Steer and others argue that agriculture – and food security—should be a core element in global climate change talks.
“We cannot address climate change without addressing emissions from agriculture. For too long we have tended to look at climate change, food security and poverty challenges separately,” says Steer. “In today’s world, this is not only a mistake but a missed opportunity.”
Kenyan Farmers Leading the Way
In Africa, some 60,000 farmers on 45,000 hectares of land in western Kenya are at the forefront of demonstrating the benefits of climate-smart agriculture. The farmers are using sustainable land management practices to enrich degraded soil in a pilot project supported by the Biocarbon Fund, a public/private initiative administered by the World Bank.
If CO2 is sequestered as expected, each farmer will receive payments as part of a carbon finance scheme. And, in a changing climate, the productivity gains are significant, says Steer.
“These farmers wanted to get more output from their land while making their yields more resilient. These resources were a catalyst for making it happen,” says Steer.
The pilot project also provides for learning about how best to monitor, report and verify soil carbon sequestration while using a low-cost, farmer self-assessment approach in which improved agriculture practices are verified by independent third parties, says Patrick Verkooijen, the Bank's head of Agriculture and Climate Change.
Verkooijen adds that the next stage is “to continue to learn from these experiences, adapt and implement these approaches to scale in other countries, and to combine different sources of finance.”
Bangladesh: Ambitious Plan
Globally, particularly promising approaches to food security include intensifying agricultural production sustainably, agroforestry, improved weather information and water management, and better land use planning.
Bangladesh decided it couldn’t afford to wait for the world to agree on a climate change pact.
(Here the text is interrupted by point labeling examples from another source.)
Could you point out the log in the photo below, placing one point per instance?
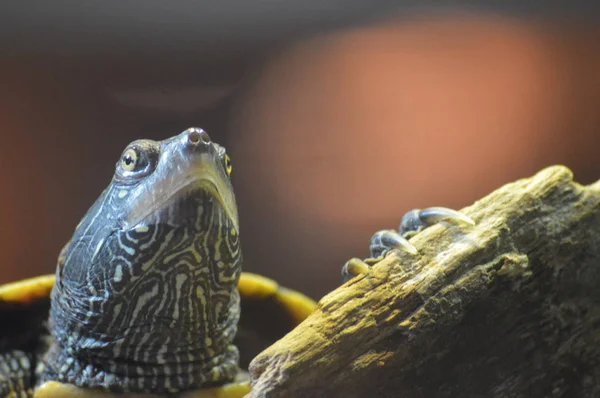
(507, 308)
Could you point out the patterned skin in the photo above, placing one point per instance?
(146, 298)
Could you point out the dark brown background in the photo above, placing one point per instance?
(338, 118)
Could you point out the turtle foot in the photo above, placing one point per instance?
(387, 240)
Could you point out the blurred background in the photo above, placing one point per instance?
(339, 115)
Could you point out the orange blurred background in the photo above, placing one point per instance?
(332, 136)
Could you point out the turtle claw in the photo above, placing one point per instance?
(354, 267)
(386, 240)
(417, 219)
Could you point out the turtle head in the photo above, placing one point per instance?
(146, 298)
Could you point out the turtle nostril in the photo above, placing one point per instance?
(197, 137)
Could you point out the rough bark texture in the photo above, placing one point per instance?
(508, 308)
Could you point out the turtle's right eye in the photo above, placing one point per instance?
(129, 160)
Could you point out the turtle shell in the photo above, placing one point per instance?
(268, 311)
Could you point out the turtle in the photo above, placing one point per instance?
(148, 298)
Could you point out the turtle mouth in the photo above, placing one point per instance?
(201, 178)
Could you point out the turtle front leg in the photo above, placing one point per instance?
(386, 240)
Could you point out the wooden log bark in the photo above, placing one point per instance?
(507, 308)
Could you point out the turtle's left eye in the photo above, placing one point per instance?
(227, 162)
(129, 159)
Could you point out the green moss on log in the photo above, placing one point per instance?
(507, 308)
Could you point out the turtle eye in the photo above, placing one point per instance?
(129, 159)
(227, 162)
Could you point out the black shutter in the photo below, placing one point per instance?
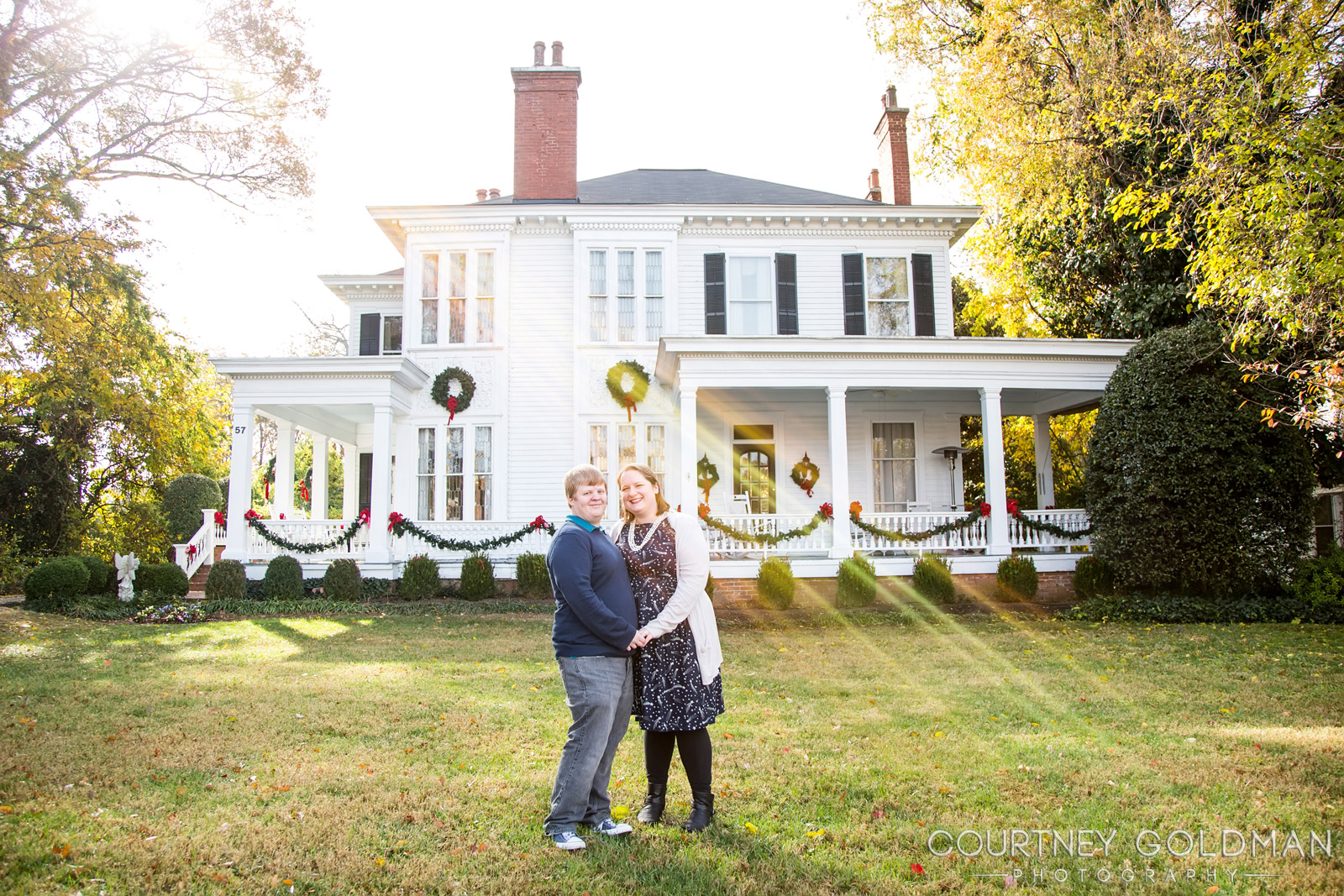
(370, 333)
(921, 269)
(366, 481)
(851, 269)
(786, 293)
(716, 296)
In 2009, it created a trust fund to finance climate adaptation activities. The effort got a boost in 2010, when several donors established the Bangladesh Climate Change Resilience Fund to implement a national climate change strategy.
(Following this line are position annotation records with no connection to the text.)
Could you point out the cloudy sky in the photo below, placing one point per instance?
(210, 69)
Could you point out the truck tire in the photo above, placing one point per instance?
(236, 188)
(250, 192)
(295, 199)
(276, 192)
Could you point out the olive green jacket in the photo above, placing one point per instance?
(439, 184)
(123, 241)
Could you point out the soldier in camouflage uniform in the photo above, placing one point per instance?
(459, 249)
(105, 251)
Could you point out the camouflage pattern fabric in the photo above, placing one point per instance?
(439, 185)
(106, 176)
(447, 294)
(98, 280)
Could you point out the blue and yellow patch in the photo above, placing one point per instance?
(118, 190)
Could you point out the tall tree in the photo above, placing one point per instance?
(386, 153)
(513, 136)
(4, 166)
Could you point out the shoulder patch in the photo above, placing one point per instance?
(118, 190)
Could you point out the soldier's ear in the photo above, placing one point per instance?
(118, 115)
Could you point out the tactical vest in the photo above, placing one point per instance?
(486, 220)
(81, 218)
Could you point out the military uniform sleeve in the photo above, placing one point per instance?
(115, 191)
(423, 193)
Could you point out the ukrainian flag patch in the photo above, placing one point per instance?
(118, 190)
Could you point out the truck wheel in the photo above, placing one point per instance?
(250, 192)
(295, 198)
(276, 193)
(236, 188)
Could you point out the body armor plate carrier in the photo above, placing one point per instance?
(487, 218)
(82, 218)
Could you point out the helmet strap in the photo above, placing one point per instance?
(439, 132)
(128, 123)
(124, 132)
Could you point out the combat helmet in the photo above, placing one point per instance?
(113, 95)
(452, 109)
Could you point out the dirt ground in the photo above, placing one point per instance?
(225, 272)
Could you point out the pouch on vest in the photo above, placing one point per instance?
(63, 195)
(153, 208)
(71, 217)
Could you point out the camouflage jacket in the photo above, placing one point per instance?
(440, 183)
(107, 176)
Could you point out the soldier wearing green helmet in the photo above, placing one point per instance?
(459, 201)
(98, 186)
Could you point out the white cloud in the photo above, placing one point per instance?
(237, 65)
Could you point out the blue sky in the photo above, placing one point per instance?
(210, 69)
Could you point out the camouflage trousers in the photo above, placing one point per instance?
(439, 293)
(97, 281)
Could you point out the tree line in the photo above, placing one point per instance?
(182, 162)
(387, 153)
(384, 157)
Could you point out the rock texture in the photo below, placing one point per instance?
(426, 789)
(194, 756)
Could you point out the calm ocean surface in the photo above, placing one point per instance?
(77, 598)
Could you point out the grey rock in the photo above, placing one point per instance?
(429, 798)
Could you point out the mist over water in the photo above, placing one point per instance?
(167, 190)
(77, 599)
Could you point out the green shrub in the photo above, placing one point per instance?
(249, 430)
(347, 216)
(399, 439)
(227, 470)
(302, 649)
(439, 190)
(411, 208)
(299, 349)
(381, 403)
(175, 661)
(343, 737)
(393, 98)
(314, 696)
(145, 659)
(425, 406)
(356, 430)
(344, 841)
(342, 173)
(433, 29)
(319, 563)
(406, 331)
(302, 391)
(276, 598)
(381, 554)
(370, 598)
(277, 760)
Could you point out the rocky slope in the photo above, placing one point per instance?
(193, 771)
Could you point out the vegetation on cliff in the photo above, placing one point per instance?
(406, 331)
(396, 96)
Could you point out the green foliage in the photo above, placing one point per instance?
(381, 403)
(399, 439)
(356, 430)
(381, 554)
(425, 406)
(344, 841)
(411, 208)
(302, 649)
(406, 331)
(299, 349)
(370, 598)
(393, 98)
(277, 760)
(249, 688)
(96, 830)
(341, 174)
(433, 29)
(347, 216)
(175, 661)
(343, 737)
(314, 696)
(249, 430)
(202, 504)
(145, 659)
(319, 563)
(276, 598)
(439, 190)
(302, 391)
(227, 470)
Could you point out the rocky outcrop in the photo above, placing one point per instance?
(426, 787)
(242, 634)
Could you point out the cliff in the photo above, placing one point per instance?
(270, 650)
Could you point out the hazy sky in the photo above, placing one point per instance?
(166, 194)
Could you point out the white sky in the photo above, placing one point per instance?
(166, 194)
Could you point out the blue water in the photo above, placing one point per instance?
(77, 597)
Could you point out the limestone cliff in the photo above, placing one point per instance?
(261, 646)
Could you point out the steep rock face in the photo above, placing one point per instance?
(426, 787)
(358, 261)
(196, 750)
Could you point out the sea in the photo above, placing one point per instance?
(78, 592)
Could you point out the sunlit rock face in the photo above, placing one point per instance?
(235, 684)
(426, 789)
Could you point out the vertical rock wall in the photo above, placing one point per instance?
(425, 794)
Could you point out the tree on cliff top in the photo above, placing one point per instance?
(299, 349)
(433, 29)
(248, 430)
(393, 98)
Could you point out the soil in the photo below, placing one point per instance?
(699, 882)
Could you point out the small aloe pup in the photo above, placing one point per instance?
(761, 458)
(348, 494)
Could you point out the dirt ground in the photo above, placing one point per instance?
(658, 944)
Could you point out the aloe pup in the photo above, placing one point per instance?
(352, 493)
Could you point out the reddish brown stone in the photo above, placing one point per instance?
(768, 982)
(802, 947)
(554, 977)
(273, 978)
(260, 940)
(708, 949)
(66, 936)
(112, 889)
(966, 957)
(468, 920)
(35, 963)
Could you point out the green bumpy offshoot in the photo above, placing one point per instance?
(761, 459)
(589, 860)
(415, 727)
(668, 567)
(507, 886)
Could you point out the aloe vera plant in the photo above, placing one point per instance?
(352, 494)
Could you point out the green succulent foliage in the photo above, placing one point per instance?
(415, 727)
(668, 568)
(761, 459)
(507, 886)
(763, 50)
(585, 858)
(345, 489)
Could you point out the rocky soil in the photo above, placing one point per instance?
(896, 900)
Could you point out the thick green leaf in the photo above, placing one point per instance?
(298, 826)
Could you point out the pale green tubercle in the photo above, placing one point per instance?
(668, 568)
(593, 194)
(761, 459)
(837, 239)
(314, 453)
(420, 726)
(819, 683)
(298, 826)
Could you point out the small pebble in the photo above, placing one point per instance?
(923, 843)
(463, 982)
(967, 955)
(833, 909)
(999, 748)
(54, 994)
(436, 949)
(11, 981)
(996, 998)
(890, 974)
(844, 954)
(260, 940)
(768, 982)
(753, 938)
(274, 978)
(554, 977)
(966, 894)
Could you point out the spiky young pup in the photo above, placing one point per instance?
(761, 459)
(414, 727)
The same year, Bangladesh was among the first three countries in the world to receive funding from the Pilot Program for Climate Resilience: $50 million in grants and $60 million in concessional lending. The program is one of two Climate Investment Funds that channel funding through multilateral development banks to help developing countries pilot climate-resilient development.
The World Bank has committed an ambitious climate change and environmental program (above $1 billion in concessional lending) in its assistance strategy to Bangladesh for the next four years. A lot of these investments are geared toward developing a more climate resilient agriculture. Much more will be needed, says Sarraf.
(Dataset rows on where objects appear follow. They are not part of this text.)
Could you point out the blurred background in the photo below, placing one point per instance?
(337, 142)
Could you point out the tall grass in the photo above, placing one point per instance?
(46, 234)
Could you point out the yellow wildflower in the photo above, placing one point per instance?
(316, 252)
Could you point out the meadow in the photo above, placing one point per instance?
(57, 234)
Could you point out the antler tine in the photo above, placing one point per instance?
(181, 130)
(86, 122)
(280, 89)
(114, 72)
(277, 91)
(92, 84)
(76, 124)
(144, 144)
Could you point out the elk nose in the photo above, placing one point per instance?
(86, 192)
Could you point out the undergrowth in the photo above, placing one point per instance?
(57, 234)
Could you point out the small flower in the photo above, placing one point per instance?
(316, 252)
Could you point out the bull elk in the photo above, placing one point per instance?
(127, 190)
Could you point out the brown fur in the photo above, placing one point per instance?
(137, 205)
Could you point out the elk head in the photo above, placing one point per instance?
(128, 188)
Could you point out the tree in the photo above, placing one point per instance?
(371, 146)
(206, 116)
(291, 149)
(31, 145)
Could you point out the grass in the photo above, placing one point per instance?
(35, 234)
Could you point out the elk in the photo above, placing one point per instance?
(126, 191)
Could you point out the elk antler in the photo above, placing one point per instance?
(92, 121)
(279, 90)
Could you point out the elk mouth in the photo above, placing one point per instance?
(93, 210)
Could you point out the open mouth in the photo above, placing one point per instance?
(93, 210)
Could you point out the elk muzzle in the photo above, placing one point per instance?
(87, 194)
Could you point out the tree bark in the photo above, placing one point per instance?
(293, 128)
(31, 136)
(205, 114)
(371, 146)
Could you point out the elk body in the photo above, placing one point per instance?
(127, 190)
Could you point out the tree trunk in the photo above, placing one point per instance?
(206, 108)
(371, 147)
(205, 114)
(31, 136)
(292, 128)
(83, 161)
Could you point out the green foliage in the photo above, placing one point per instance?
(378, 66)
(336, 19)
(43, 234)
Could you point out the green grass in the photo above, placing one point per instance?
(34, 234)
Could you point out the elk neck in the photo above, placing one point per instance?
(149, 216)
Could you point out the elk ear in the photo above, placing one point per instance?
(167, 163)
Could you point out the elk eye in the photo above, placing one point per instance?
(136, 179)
Even before launching the official program, Bangladesh had become a world leader in weather forecasting and emergency preparedness and today is sharing its knowledge with other developing countries.
And with each big flood or cyclone wiping out a million or more tons of rice crop, it’s essential to improve agricultural practices and promote research to increase yields, says Bank Senior Water Resources Specialist Winston Yu, an author of Climate Change Risks and Food Security in Bangladesh.
There are signs of what is possible. Bangladeshi government research stations are growing rice at 6 or 7 tons per hectare, versus 1 or 2 tons a hectare on a typical farm. “That’s very stark to me – this big gap between what is theoretically possible and what is being done on the ground,” says Yu.
Another promising prospect: floating vegetable beds that rise and fall with the floods, now being tried in the country in a couple of places.
“We know these things work under certain conditions, we know what the costs are, so it’s just an issue of getting the resources to do more of this,” says Yu.